While venture is being disrupted in many ways, I still believe it’s a very human-oriented business, and LPs continue to evaluate both the firm’s and the individual GPs’ network, brand, and reputation. LPs will want to talk to founders about their experience with the firm and the individual GP with whom they work. So, you may be involved there as well.
In some cases, the need for a VC fund to raise additional capital can have negative effects on the underlying portfolio companies beyond asking you to spend time being a reference or being less available to you while they’re in the midst of a fundraise. It can create misalignment where a VC may feel pressure to make a decision that is best for their business and ability to fundraise but is not necessarily what’s best for you or your company long term. An example of this would be selling into a secondary transaction at a level that creates negative signal in the market. Another is pushing you to keep going when you have an offer that’s game-changing for you but not a meaningful return for them. Or the opposite: pushing you to take an offer because they need liquidity but where you believe there’s more upside ahead and you want to keep going.
I’m not in any way saying that all VCs do this — the good ones generally don’t — but it’s hard to know how folks will act until a situation actually presents itself. At the end of the day, you’re dealing with humans. It is important to understand how they might be motivated in ways that aren’t totally obvious without considering what’s going on behind the scenes.

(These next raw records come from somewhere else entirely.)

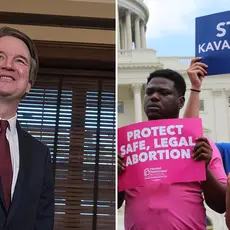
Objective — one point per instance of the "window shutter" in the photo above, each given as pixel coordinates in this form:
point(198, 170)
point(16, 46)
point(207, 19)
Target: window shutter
point(75, 117)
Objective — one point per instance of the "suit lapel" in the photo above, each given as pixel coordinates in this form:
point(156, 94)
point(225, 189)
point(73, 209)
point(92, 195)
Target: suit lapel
point(23, 153)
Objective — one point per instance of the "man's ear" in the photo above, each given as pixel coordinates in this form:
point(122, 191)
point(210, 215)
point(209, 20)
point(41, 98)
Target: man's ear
point(181, 102)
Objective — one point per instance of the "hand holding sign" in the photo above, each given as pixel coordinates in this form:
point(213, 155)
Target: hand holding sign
point(196, 72)
point(120, 163)
point(203, 150)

One last thing — if you’re working with a new firm that is raising their first fund, make sure they’ve actually closed on enough capital to make an investment.
For the next posts in this series, I’ll go deeper on portfolio dynamics and thinking about how you fit in. I’ll also touch on partnership dynamics and how they play into decisions that can affect you and your company. From there, I’ll move into a high level view of the VC landscape and how to think about all the different offerings.